Je vais commencer ce texte par un souhaite très fort, le souhait de donner l’espoir qu’il peut

Je vais commencer ce texte par un souhaite très fort, le souhait de donner l’espoir qu’il peut réellement avoir une lueur au bout d’un fucking long tunnel. Je n’aurai pas la langue dans ma poche. Ça va être cru par moments, mais c’est promis, la pluie éteint le feu.

  • Habille-toi, mets-toi une veste. Si tu te fais violer, ce ne sera pas de ma faute.
  • As-tu vu la paire de boules qu’elle a pour son âge ?

Je n’étais qu’une enfant lorsque j’entendais ces phrases à mon égard.

  • Tu es tellement laide et grosse, parle-moi pas !
  • Viens ici, j’ai besoin d’un étui à crayon pour mon stylo, dit-il en le mettant entre mes seins.
  • Est-ce que je peux monter le mont Everest ?
  • Tiens, une paire de ciseaux, ça va être plus facile pour te couper les veines.

J’avais 12-13 ans lorsque les jeunes de mon âge me criaient ses paroles lourdes de conséquences.

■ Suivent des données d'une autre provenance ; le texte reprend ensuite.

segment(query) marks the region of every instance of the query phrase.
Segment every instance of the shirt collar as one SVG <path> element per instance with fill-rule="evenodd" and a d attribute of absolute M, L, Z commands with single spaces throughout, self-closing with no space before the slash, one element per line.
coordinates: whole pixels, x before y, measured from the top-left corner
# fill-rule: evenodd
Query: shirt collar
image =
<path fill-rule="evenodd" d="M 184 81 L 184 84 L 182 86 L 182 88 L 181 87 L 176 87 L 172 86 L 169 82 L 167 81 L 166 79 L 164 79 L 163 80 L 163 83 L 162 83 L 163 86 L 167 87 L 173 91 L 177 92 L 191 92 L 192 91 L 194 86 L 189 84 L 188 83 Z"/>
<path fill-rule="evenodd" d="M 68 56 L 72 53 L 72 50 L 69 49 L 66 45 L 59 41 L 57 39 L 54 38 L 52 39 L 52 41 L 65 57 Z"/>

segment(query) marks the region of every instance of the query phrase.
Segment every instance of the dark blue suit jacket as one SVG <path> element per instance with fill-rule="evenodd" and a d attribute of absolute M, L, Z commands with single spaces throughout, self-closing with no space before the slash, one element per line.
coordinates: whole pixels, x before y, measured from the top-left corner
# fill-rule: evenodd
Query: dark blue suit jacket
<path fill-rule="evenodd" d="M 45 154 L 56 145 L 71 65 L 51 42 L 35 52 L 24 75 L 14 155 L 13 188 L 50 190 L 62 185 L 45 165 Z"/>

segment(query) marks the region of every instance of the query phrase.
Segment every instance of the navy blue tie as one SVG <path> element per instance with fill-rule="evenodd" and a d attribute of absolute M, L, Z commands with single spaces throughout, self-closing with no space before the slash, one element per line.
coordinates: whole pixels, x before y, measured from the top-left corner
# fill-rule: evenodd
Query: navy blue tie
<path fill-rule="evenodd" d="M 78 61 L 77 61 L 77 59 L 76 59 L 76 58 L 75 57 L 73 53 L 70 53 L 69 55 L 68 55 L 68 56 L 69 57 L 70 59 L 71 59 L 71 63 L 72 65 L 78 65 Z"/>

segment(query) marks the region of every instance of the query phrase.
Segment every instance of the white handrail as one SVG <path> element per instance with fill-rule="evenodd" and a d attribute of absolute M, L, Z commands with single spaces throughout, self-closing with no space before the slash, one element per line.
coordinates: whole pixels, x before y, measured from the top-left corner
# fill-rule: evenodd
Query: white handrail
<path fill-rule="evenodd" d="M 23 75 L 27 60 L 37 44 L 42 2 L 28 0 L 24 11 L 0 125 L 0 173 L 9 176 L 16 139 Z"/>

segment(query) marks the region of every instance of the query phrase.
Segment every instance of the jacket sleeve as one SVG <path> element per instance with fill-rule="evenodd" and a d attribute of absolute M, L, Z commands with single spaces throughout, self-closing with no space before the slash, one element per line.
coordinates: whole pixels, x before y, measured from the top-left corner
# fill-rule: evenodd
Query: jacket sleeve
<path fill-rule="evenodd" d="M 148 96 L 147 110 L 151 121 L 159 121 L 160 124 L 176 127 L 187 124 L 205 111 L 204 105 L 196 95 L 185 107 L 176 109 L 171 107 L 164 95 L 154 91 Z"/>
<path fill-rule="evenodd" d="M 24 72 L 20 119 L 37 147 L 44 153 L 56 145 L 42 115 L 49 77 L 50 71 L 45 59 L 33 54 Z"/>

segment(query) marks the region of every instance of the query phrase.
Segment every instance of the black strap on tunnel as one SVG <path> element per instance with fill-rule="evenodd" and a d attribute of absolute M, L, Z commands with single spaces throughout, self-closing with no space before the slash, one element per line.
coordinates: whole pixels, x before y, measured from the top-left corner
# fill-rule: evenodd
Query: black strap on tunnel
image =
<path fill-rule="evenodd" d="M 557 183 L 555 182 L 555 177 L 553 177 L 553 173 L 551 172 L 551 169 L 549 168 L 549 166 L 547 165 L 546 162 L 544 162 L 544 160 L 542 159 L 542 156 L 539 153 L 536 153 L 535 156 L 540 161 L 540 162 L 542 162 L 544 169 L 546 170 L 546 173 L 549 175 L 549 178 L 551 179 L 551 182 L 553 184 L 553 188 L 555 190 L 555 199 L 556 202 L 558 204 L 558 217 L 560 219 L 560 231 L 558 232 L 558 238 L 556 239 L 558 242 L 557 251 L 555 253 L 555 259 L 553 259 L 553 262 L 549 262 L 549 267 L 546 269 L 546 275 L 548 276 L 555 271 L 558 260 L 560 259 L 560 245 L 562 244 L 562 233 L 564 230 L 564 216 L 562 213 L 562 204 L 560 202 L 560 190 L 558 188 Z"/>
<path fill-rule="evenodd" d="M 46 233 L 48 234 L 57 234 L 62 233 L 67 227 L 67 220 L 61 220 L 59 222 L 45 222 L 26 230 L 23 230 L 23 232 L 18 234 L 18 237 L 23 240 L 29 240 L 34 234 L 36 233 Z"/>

J’ai longtemps cru que les gens avaient raison. J’essayais d’être discrète en leur présence pour ne pas les déranger. Difficile d’être discrète avec ma shape. C’est ce que je me disais. Ils avaient tous réussi à jouer dans ma tête. Je n’arrivais plus à voir des ciseaux sans penser à faire glisser la lame sur mon poignet. Me préparer pour l’école était interminable. Je me changeais pas moins de dix fois avant de choisir comment j’allais m’habiller. « Ah non, trop décolleté, trop moulant, trop coloré… » Je me demandais toujours ce que les autres allaient penser de moi. L’intimidation peut être invisible à l’œil nu, mais n’est pas pour autant indolore pour la personne qui la subit.

À l’âge de 13 ans, j’ai eu la chance de rencontrer un garçon merveilleux. La phrase qu’il aimait me répéter régulièrement c’est « On s’en fout des autres ». J’ai pris du temps pour vraiment assimiler ses mots, mais cette phrase a fini par résonner très fort en moi. Enfin des paroles qui fleurissent et non qui m’affaiblissent.

Encore aujourd’hui, dix ans plus tard, il lui arrive de devoir me rappeler de m’en foutre. Je ne suis pas guérie de toutes les blessures qui m’ont été infligées, mais il y a plusieurs cicatrices qui me rappellent d’où je viens. J’ai appris à respecter la femme que je deviens et à choisir ceux qui méritent de jouer un rôle dans ma vie.  C’est lorsque je regarde mes trois enfants dans les yeux que je vois de la lumière. Oui, oui, d’la lumière au bout du tunnel. Ce tunnel que j’ai finalement réussi à traverser en gardant mon souffle beaucoup trop longtemps. Je respire enfin la liberté et je commence à fleurir.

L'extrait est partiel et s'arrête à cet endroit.